Other signs of the changing times: for the first time in its 102-year history, GM sold more vehicles in China than the U.S. Meanwhile, I paid $4.12 a gallon for super unleaded at the Kapahi station — up a dime since my last fill up ten days ago. Sure makes me glad I get 38 mpg from my Korean-made car.

And tape recordings made in the Oval Office have gone from secret to searchable over at White House Tapes, where the University of Virginia has released more than 5,000 hours of White House audiotapes spanning the presidencies of FDR to Nixon.

Politicos and history buffs will find plenty of interest, like Maxwell Taylor playing the consummate “yes man” as Johnson coaches him on how to sell Eugene McCarthy on the continued bombing of Hanoi using folksy, yet still articulate, phrases that put Sarah Palin to shame:

He says there's no case and nobody's every given him any reasons for it, and he doesn't understand it, and he doesn't know why, and so on and so forth.

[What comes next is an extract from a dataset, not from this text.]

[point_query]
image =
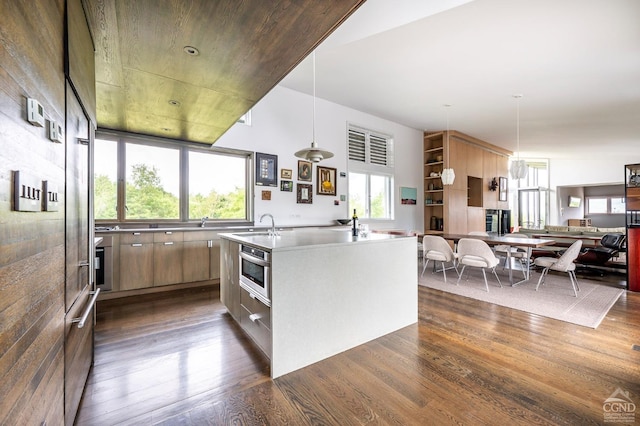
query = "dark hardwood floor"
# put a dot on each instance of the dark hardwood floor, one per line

And I think that you can show him that if the boys just hunker up in these enclaves like a jackass in a hailstorm and let them shoot at them, why they're going to be a helluva shape.

Or Chicago Mayor Richard Daly calling to ask Johnson to send federal troops to that city in 1968.

The site is quite the treasure trove of source documents, and there’s something compelling about actually hearing the voices of the men —invariably, it is men — who were running the nation all those years.

But don’t be thinking this means a sea change in political transparency. With the Department of Homeland Security, FBI, CIA and other lettered agencies working overtime, the government’s got more secrets now than ever before. But this time they’re about you, me and the rest of the citizenry.

3 comments:

Anonymous said...

Super Unleaded?

why waste 20 cpg. Buy regular

Anonymous said...

"But this time they’re about you, me and the rest of the citizenry."

we're not that special and there's nothing to hide!

Anonymous said...

Thanks for the link to the White House tapes.